O destaque do Coelho, que se caracteriza como um atleta de “explosão, mas um jogador mais técnico”, não acreditou, inicialmente, quando recebeu a notícia. “Fiquei sabendo antes, pela diretoria do clube, só que disseram que não era concreto ainda. Esperei um pouco até sair a convocação no dia 1º de abril, então achei que era mentira. Quando olhei no site (da CBF), foi uma das maiores notícias da minha carreira.”
Agora vestindo a amarelinha, a joia do América relembrou os tempos de Sport, em Juiz de Fora, mostrando gratidão aos treinadores e clube. “Foi com o Gérson (técnico do Sport) que aprendi tudo o que sei, peguei experiência em disputar campeonatos, mas também com o Rafael Novaes, o Rodrigo, Ronaldo. […] O Sport é o formador de atletas de Juiz de Fora. Sempre me deram muito valor, apostaram em mim e só tenho que agradecer.”
Fã de Neymar, Kassinho sonha em atuar por um clube de ponta na Europa. Antes disso, sabe de cada degrau que deve subir. “Ano que vem já posso sonhar em disputar a Copinha e o América vem sempre chegando. Espero disputar esses campeonatos e me profissionalizar”, projetou.
Talento no DNA
Quem conhece a origem de Kassinho entende sua vocação para o futebol. Seu pai, Kilver Micheli, foi meia-esquerda dos juniores do Flamengo, dos profissionais do Tupi e outras equipes. Já a mãe do jovem, Ana Leonice, defendeu as cores do Palmeiras e já foi companheira simplesmente da meia-atacante Marta, eleita por cinco vezes consecutivas a melhor jogadora do mundo. Além do aprendizado dentro das quatro linhas, Kilver e Ana batalharam para dar condições a Kassinho, que não vê a hora da recompensa. “Meus pais sempre me apoiaram e é onde tive forças para tudo.

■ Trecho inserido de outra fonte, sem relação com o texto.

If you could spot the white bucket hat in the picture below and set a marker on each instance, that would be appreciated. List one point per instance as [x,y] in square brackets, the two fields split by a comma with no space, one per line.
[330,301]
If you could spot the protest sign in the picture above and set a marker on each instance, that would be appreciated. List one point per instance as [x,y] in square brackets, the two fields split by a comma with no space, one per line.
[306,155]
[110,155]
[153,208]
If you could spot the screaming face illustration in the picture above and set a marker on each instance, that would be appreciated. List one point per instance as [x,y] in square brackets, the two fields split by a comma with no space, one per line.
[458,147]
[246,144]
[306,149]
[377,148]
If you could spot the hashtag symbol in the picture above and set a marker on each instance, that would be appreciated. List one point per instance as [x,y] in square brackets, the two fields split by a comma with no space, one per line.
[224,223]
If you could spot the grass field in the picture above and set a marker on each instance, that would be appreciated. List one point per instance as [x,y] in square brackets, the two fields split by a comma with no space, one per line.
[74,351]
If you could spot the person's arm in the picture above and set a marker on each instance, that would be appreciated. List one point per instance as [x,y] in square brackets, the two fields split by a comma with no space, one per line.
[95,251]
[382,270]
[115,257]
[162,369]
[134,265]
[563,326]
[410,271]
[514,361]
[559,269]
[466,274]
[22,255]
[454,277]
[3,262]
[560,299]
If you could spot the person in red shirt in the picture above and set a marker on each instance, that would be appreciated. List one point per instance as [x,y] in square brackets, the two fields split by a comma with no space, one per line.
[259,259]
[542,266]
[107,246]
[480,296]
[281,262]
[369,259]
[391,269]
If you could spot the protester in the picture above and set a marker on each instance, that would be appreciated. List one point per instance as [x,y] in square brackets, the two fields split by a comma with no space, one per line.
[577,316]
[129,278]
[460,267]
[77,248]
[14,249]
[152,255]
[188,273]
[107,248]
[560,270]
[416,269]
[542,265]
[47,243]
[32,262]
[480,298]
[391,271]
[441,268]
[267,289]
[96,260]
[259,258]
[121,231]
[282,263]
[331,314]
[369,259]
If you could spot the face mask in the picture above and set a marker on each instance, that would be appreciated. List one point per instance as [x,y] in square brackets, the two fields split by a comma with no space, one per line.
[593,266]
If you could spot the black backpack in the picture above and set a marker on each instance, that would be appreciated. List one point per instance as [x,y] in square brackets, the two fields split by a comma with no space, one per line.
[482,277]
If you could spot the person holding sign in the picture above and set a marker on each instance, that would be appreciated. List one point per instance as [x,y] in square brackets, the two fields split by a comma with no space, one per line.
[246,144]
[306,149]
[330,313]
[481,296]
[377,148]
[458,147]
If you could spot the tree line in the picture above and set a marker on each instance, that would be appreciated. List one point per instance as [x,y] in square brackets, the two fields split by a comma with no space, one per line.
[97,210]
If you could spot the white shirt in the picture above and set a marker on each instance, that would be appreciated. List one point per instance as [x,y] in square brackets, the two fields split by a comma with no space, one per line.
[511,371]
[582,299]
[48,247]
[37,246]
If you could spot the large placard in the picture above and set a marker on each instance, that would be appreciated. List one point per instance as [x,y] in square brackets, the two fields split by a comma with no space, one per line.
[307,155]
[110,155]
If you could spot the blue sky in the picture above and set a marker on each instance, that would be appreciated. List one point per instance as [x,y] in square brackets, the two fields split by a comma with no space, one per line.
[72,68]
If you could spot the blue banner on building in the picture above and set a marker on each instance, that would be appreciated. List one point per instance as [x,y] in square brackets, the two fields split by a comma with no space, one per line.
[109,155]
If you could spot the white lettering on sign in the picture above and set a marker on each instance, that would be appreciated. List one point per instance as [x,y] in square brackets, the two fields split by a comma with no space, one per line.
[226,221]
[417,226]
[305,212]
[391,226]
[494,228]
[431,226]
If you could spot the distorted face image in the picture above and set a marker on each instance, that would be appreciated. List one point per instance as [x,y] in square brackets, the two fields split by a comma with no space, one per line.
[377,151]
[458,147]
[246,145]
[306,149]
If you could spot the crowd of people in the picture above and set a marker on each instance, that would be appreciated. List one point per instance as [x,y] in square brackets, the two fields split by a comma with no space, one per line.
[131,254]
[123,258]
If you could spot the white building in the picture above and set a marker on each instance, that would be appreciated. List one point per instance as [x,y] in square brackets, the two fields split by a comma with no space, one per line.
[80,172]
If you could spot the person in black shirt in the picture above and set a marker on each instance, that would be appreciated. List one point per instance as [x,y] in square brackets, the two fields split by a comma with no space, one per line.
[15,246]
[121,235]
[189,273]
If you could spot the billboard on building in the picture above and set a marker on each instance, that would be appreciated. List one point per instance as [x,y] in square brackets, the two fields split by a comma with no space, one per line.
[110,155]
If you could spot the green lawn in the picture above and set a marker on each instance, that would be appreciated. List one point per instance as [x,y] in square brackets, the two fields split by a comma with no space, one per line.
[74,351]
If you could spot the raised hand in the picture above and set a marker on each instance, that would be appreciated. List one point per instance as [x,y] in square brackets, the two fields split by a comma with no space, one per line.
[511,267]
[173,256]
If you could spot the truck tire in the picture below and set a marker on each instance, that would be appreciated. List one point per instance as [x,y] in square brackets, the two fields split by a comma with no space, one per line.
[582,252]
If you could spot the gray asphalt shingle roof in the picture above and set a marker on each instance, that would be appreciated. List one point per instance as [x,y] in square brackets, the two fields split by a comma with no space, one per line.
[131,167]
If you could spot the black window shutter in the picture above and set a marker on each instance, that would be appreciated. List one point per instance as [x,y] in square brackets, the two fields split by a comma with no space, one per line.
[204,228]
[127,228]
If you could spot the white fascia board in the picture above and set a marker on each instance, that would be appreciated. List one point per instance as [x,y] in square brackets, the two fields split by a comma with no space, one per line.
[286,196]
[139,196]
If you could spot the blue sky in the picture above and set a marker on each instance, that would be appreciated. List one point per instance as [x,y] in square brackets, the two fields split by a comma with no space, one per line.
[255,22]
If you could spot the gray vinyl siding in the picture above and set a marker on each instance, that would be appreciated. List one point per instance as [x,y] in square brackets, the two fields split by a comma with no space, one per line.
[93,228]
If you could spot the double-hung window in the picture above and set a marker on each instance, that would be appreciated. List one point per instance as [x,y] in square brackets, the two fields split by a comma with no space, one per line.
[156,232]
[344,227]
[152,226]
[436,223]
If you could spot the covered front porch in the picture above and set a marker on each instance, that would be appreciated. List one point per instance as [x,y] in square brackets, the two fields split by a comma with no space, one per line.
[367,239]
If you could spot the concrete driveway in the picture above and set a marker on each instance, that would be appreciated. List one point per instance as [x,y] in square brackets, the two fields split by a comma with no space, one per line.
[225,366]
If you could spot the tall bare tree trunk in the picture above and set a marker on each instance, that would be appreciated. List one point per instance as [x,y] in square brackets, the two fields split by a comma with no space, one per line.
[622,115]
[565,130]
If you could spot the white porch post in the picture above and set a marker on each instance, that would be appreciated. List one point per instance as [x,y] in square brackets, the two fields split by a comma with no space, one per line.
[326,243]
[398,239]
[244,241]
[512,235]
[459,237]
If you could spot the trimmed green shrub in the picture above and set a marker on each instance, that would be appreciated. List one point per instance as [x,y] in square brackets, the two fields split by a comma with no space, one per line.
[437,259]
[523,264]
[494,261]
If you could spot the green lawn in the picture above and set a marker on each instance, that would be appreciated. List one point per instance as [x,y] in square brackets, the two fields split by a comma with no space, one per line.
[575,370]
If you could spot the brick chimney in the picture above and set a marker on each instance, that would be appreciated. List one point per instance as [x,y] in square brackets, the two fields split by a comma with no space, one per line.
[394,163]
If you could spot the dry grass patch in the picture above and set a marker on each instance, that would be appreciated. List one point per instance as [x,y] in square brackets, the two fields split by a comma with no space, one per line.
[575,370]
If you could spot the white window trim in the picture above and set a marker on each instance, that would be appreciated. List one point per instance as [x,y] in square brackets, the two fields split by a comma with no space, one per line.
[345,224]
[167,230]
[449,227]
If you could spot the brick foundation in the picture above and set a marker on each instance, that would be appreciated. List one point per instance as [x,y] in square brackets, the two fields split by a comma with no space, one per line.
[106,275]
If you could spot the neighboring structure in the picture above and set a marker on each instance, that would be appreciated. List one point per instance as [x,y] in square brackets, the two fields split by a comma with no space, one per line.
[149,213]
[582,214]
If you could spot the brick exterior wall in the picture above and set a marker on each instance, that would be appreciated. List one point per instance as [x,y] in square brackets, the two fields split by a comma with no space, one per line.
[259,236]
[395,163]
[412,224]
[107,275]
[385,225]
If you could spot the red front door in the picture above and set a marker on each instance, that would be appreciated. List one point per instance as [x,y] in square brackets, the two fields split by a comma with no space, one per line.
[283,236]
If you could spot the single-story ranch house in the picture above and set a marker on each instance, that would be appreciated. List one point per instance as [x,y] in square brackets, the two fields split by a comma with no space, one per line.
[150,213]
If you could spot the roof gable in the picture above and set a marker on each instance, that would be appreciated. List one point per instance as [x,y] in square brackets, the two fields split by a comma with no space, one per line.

Nunca me deixaram desistir. Saí de casa muito novo e chorando já. Quero dar um retorno para eles o mais rápido possível porque já gastamos dinheiro, foi muito difícil para a gente. Aos 13 anos não tinha onde ficar e eles que ajudaram muito”, expõe Kassinho, bem estruturado dentro e fora dos campos para levar o nome da família e de Juiz de Fora para todo o mundo.